Overview
KNIME Big Data Extensions integrate Apache Spark and the Apache Hadoop ecosystem with KNIME Analytics Platform.
This guide is aimed at IT professionals who need to integrate KNIME Analytics Platform with an existing Hadoop/Spark environment.
The steps in this guide are required so that users of KNIME Analytics Platform run Spark workflows. Note that running Spark workflows on KNIME Server requires additional steps outlined in Secured Cluster Connection Guide for KNIME Server.
KNIME Extension for Apache Spark requires a REST service to be installed on an edge/fronted node of the cluster. The REST service must be one of:
-
Apache Livy (recommended, requires at least Spark 2.2)
-
Spark Job Server (deprecated, still supported for Spark 2.1 and older)
Please follow the instructions of this guide to either install Livy (if necessary), or Spark Jobserver.
For new setups it is strongly recommended to use at least Spark 2.2 and Livy. Spark Job Server support is deprecated and will be discontinued in the near future.
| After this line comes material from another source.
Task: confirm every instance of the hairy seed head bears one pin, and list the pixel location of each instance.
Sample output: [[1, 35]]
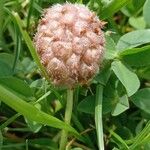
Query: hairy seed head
[[70, 43]]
Spark Jobserver should only be chosen if support for Spark 2.1 or older is required.
Cloudera CDH Compatibility
KNIME Extension for Apache Spark is compatible with
-
Spark 1.x as included in CDH 5
-
Spark 2.x on CDH 5 as provided by Cloudera CDS
-
Spark 2.x as included in CDH 6
Cloudera CDH 5/6 does not include Livy, therefore KNIME provides CSDs/parcels for Livy (see Cloudera CDH), as well as Spark Job Server for setups with Spark 2.1 or older. |
Cloudera HDP Compatibility
KNIME Extension for Apache Spark is compatible with
-
Spark 1.x and 2.x as included in HDP 2.2 - 2.6
-
Spark 2.x as included in HDP 3.0 - 3.1
HDP 2.6.3 and later include compatible versions of Livy. On older versions of HDP, Spark Job Server needs to be installed. |
Amazon EMR Compatibility
KNIME Extension for Apache Spark is compatible with all versions of Spark 2 and Livy included in Amazon EMR 5.9 - 5.23. EMR versions 5.24 and newer will be supported in future KNIME releases.
Apache Livy setup
Cloudera CDH
For Cloudera CDH, KNIME provides a CSD and parcel so that Livy can be installed as an add-on service.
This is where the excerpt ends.